Why it matters: Facebook has spent much of the last few years dealing with the shortcomings of its existing products, especially with regard to misinformation, data privacy and abuse.
Details: The team is led by Zvika Krieger, who was was exploring similar issues as head of a World Economic Forum center in San Francisco before joining Facebook last year.
- Facebook hasn't talked much publicly about Krieger's team or its work since we scooped his hire last year, but he shared some details Tuesday night in a World Economic Forum panel I moderated.
- Krieger said the team, which works directly with those developing new products, brings together people with backgrounds in anthropology, sociology, neuroscience, human rights, diversity and inclusion, civil rights and law.
- Though Facebook has made past efforts around responsible innovation, Krieger's unit gives Facebook as a central team that acts as a resource across the company.
How it works: Krieger said his main goal is to engage product teams early, when he can still ask whether the product should be built at all and if it should, how to identify and mitigate unintended misuses.
- "If you are just a box-checking exercise or if a product is about to launch in a week and (someone) says, hey, can you do an ethics check on this, that’s not a real engagement," Krieger said.
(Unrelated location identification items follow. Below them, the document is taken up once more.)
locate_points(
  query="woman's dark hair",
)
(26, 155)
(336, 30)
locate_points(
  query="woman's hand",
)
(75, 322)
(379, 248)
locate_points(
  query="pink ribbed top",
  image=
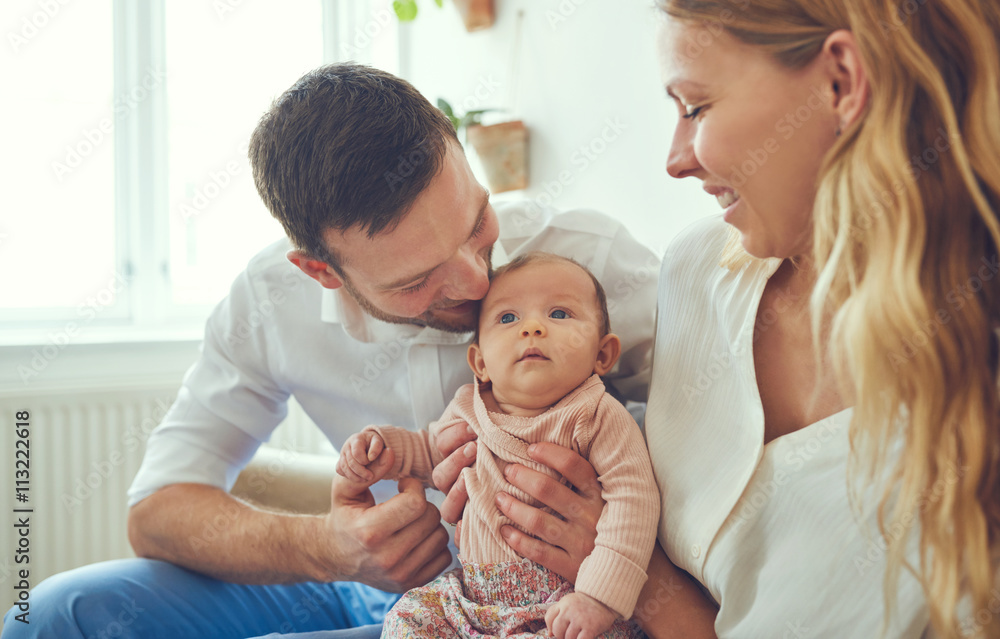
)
(592, 423)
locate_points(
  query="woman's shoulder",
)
(696, 251)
- At the same time, he is trying to send the message to the rest of Facebook that his team isn't just a roadblock. "Considering potential harms doesn't have to slow teams down. In fact, it often saves them time down the road," he said. "The worst-case scenario is not realizing the potential harm until after launch — that is what we are trying to avoid as much as we can."
The big picture: Facebook's next generation of products is likely to be more pervasive and intrusive than today's News Feed and groups, including virtual worlds, augmented reality glasses with facial recognition and other powerful technologies.
- Facebook has already said its Reality Labs unit will begin testing augmented reality glasses later this year in order to learn what people's expectations are around a product that might be able to record the world around it, among other potential areas of concern.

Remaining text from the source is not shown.